I've been writing about not fitting in and having "love"-related feelings for years now, and these changes have made me feel like I now have nothing to write about. And this is why I haven't been writing as much lately. Being busy is just a tiny part of my life. I actually check Blogger every day and I've longed to resume blogging regularly, like I used to do, for months now. But this checking and longing obviously doesn't translate into posts. It's silly, but I'm scared! I don't really know what else to write about.

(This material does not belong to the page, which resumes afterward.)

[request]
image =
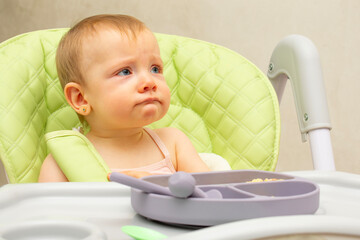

I've worried that I'm now even worse at writing, that I haven't flexed my blogging muscle in a while. I worry that this fear is causing me to get even weaker metaphorically, and this is really silly.

But I hope that articulating all these feelings changes this dynamic - I need not expect the same thoughts out of myself and I can blog things that actually matter to me now. This is awesome and unsettling and frankly, something I should have known all along. Oh, you silly child.